Doğalı buydu. Öyle ki, bir ara Instagram’ına pat diye koyduğu şişmiş ayakları gibi, son olarak da kızının hacizden eşyası azalmış ve içini su basmış odasının fotoğrafını halka açmakta sakınca görmedi.
Acısını da paylaşıyordu Demet Akalın, Survivor sevincini de. Kafasına estiği gibi.
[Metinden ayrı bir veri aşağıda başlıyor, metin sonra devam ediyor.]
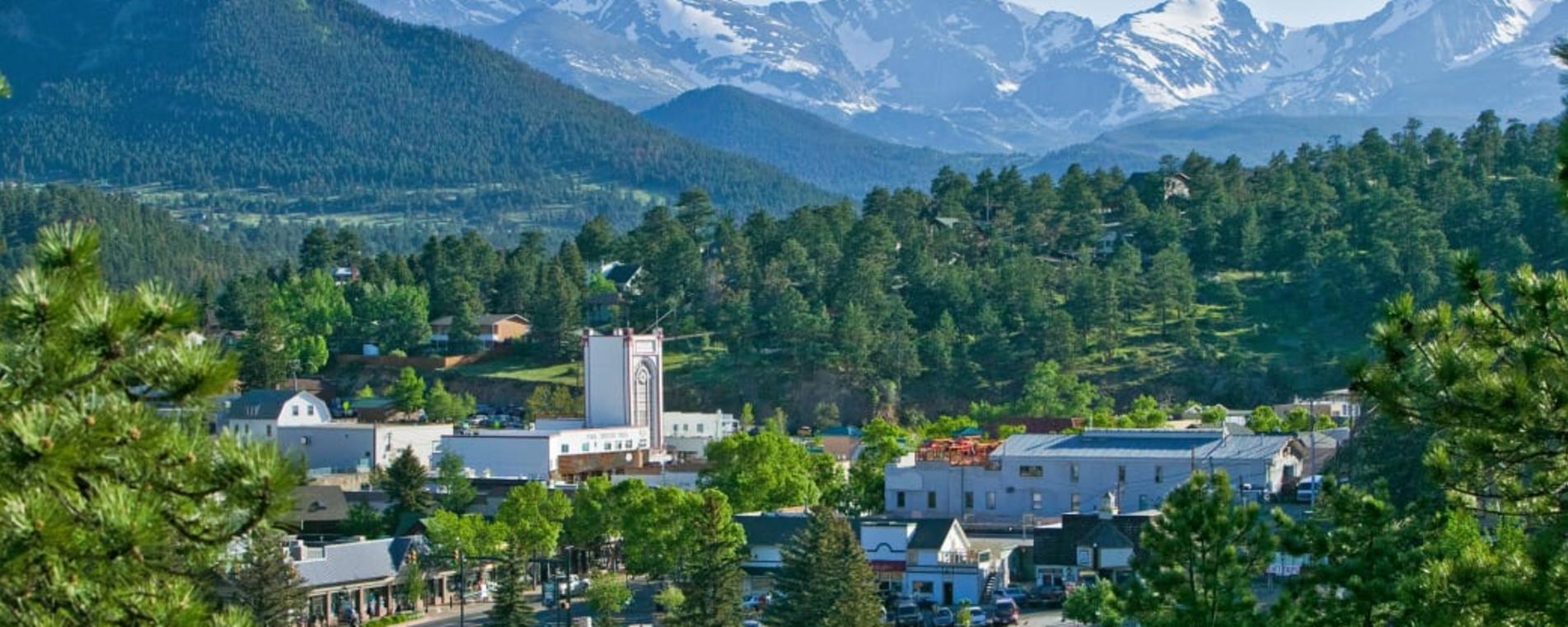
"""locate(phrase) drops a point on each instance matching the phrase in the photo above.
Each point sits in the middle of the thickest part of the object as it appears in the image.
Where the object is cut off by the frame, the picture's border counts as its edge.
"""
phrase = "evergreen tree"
(711, 578)
(265, 583)
(264, 356)
(413, 594)
(130, 541)
(456, 491)
(825, 578)
(405, 482)
(1200, 559)
(512, 606)
(559, 314)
Peki bu “Türk rüyası” bundan sonra nasıl devam edecek?
Aslında yanıtı yine Akalın’ın o eski şarkısında gizli:
“Savururum rüzgâra eski aşklarımı Biri gelir biri gider gönlüm sağ olsun Bunalırım düşünürken yanlış aşklarımı Biri sever biri üzer hepsi sağ olsun.”
Başka bir ‘Türk rüyası’nda son durum
Karakterleri, kariyerleri, özel hayatları başka uçlarda olsa da Demet Akalın gibi Ebru Gündeş de kendini yoktan varettiği için bir Türk rüyası sayılabilir pekala.
Hafta içi Sinem Vural imzalı haberle gördük:
Meğer Ebru Gündeş’e ait bu rüyanın son sezon kahramanlarından Reza Zarrab, New York’taki cezaevine iki adım mesafedeki Nobu’da suşi yerken görüntülenmiş.
Yanında Ebru Gündeş’in yakın arkadaşı, yani aile dostlarıyla beraber…
Oysa o karede pekala Ebru Gündeş de olabilirdi.
Çünkü kulislerde, arka sokaklarda konuşulan o ki, aslında Ebru Gündeş bir süre önce zaten New York’a gitti ve Zarrab’la görüştü bile.
Dahası yakın zamanda tekrar gidebileceği konuşuluyor.